January is always a difficult month. We usually get the big let down after holidays (last thing I remember was putting the turkey in the oven for Thanksgiving) and then we get January. On the good side, my daughter is excited because it is the month when she was born (birthday planning ensues every year). On the dreary side, the reduction of sunlight and warmth can be a challenge. Here in Charlotte, I miss the actual presence of winter. What we get is like an extension of autumn, but not a distinct season; it's like being hungry but too nauseated to eat--making January like a hangover.
Sure the holidays are fun with lights and parties and families getting together and decorations and blah blah blah... Yet, the funny thing about the holiday season is that for all of our talk about how "from now on our troubles will be out of sight," we rarely make any lasting changes in our life direction because of the holidays. Okay, I know all about Ebeneezer Scrooge, Frank Cross (Scrooged), Scott Calvin (The Santa Clause), and, of course, Walter Hobbs (the father of Buddy, the elf), but the truth is that after the excessive work and worry that goes into "getting ready for" the holidays (what the hell does it mean to "get ready" for a random date on a calendar?) we need some time to recover--take an aspirin, drink a Bloody Mary, eat dry toast, and be still. My problem, though, is that my mind is still carrying on like it did the season before and it's hard to shut down the hyper drive. But the worst is my own disappointment in myself--every year--that the holidays didn't change my very much if at all. And I am all too ordinary in that way.

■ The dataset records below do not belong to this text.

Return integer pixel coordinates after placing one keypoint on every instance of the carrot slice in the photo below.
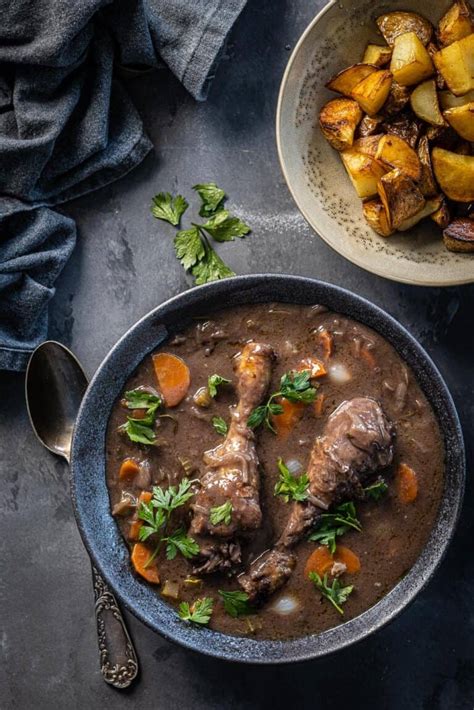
(321, 560)
(128, 470)
(314, 365)
(318, 405)
(286, 421)
(140, 556)
(407, 484)
(173, 377)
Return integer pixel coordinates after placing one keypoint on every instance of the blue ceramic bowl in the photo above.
(90, 495)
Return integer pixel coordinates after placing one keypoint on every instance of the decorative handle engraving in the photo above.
(118, 660)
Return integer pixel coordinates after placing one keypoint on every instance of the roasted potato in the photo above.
(456, 23)
(442, 217)
(347, 79)
(410, 62)
(394, 24)
(338, 120)
(424, 102)
(372, 92)
(400, 196)
(459, 235)
(431, 205)
(375, 54)
(461, 118)
(456, 64)
(454, 173)
(376, 216)
(364, 171)
(398, 98)
(427, 183)
(396, 153)
(449, 100)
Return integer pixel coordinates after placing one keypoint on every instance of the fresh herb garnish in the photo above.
(199, 612)
(220, 425)
(169, 208)
(294, 386)
(377, 490)
(335, 593)
(291, 487)
(215, 381)
(221, 514)
(156, 518)
(211, 196)
(235, 603)
(332, 525)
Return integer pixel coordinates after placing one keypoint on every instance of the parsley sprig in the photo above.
(330, 526)
(199, 612)
(295, 387)
(141, 430)
(334, 593)
(291, 487)
(156, 516)
(235, 603)
(221, 514)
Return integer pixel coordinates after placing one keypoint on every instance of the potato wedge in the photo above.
(411, 62)
(442, 216)
(449, 100)
(456, 23)
(454, 173)
(376, 54)
(394, 24)
(459, 236)
(338, 120)
(427, 183)
(456, 64)
(348, 78)
(424, 102)
(400, 196)
(430, 207)
(376, 216)
(396, 153)
(372, 92)
(461, 118)
(364, 171)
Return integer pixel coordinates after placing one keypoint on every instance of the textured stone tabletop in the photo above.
(123, 266)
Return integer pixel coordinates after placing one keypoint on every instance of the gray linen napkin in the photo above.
(68, 127)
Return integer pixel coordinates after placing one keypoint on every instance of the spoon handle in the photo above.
(118, 660)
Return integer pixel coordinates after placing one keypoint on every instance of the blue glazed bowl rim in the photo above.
(100, 532)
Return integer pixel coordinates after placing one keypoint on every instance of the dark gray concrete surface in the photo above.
(123, 266)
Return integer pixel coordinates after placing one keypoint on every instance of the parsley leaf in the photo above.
(180, 542)
(189, 247)
(224, 228)
(336, 593)
(214, 381)
(376, 490)
(332, 525)
(220, 425)
(294, 386)
(291, 487)
(199, 612)
(221, 513)
(168, 208)
(211, 196)
(235, 603)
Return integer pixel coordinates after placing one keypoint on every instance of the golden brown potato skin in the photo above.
(459, 236)
(338, 120)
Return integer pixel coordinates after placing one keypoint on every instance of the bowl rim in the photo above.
(294, 193)
(88, 444)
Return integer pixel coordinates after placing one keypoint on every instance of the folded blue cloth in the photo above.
(67, 126)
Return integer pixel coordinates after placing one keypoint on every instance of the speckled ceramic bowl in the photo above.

One January I thought I was losing my mind. I just couldn't track, couldn't even hang with the Simpsons and barely Sportscenter. My head had all of these ideas, dreams, imaginings, fears, resentments, griefs, and loves piled up but not in any proper place. It took my cd changer being on random play and shoving Allison Krauss (the song, "Lose Again") at me on a snowy Sunday morning before the sun had even come up to get me right again. Something about the banjo melody and the memories of friends mixed with the beauty of snow falling made things okay. The friends in my memories were reminders that I could be okay again. Weird as it was, I started feeling better (please, no psycho analysis from those of you who enjoy the feeling of superiority that it affords you!). The goofy thing, as I saw it, was that when Allison was finished, the cd changed to Aerosmith singing that "It's amazing when the moment arrives that you know you'll be alright." The combination of memory and snow and a renewed feeling that the January hangover was not going to kill me--I would indeed feel alive again. After getting used to the disappointment that the holidays didn't end up, by themselves, making me a better person, I needed music to remind me that it was time to take out the trash and be the person that my friends want to be friends with. That Sunday, I cancelled church and made snowmen with my son.